The EUR/CHF pair fell significantly during the course of the session on Monday, breaking down below the 1.09 level. The area below still offers plenty of support though, so although we have seen quite a bit of negativity I am not willing to sell this market at the moment. In fact, I believe that support runs all the way down to the 1.07 level, and it is not until we get below there that I would consider shorting this market.
Ultimately, I feel that the Swiss National Bank will continue to work against the value the Swiss franc, and that of course will continue to put a bit of a bid in this pair. The Swiss are naturally opposed to this market falling with any real significance, and as a result the markets should continue to find buyers every time we dipped. It is under this thesis that I am looking for buying opportunities.
Short-term charts?
I think that perhaps looking to short-term charts might be the way to go in this market, as I believe that the back and forth trading will probably continue.
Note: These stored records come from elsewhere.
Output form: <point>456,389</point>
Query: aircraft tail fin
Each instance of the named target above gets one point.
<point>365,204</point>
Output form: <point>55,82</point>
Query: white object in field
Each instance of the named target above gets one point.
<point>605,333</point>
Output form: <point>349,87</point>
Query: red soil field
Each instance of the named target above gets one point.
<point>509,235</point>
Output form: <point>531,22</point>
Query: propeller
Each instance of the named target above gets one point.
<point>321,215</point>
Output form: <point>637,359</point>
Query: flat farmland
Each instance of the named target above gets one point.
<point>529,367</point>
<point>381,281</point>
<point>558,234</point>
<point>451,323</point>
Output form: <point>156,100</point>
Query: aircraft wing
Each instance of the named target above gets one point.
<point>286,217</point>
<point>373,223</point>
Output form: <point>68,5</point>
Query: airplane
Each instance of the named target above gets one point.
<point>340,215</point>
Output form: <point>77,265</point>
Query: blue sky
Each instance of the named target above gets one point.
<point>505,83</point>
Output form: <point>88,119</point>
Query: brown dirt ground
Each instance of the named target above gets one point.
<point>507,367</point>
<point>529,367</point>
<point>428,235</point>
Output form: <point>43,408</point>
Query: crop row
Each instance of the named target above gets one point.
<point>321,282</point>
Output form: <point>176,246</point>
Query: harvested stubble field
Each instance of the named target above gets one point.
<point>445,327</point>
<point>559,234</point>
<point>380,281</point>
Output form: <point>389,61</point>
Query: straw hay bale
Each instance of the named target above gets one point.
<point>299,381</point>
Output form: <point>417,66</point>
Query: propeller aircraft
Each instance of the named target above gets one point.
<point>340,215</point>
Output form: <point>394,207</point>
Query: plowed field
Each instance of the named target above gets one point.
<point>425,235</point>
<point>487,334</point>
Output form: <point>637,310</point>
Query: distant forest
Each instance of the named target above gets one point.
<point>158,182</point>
That short-term supportive candle that I’m looking for could be an opportunity to pick up 100 pips or so. Ultimately, if we can break above the 1.10 level, I feel that the market can continue to go much higher, as we would essentially do a “round-trip” of the meltdown after the currency peg was abandoned by the Swiss National Bank.
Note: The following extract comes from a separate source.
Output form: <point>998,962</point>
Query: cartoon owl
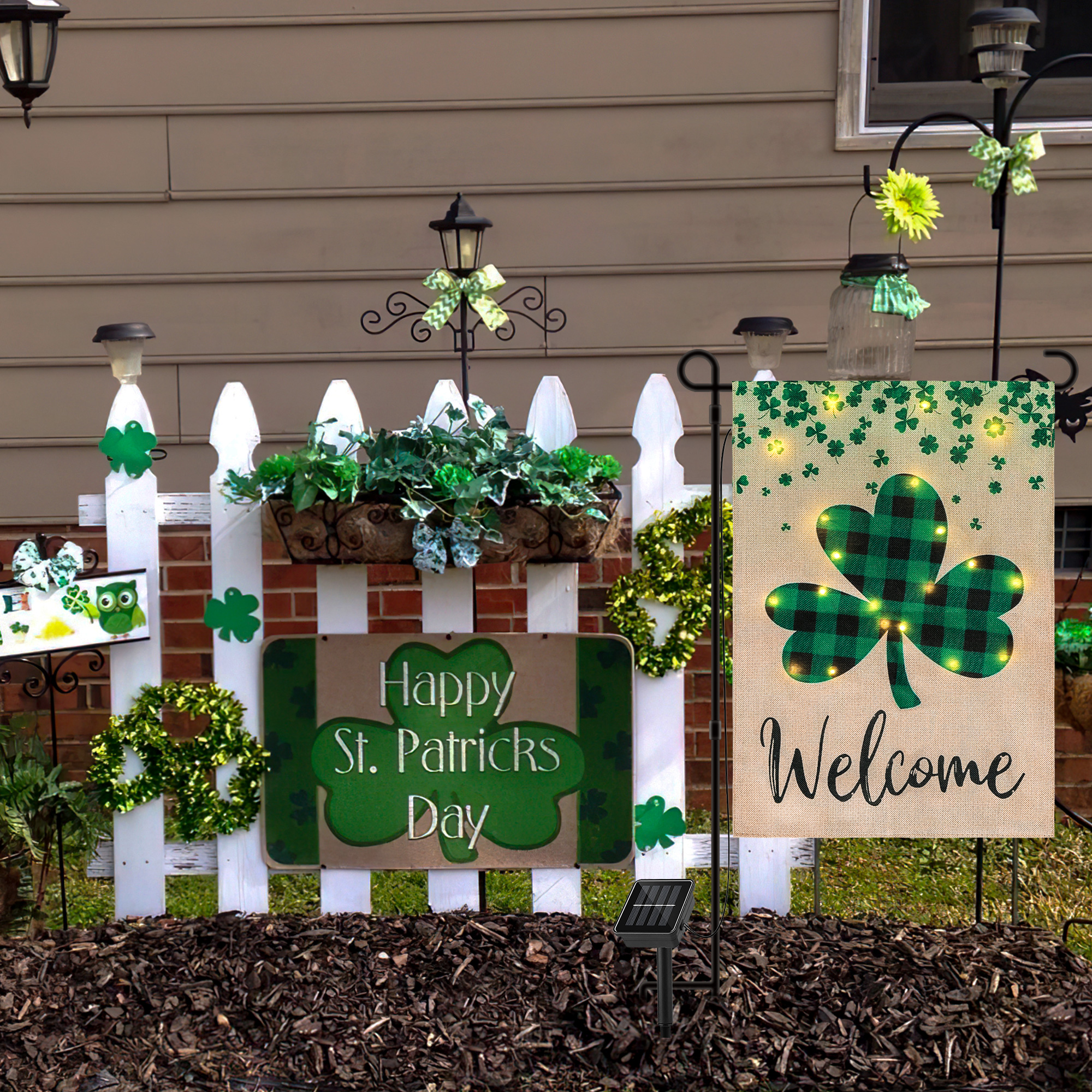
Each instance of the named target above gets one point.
<point>118,612</point>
With this, the market essentially has a nice floor and it at this moment, and with that I think that selling isn’t even possible. Even if we broke down below the 1.07 level, I feel that the Swiss will eventually get involved directly. Ultimately, I think that every time this market pulls back during the uptrend it should be a buying opportunity and as a result I think that a significant amount of careers will be made on this reversal of fortune when it comes to the EUR/CHF pair.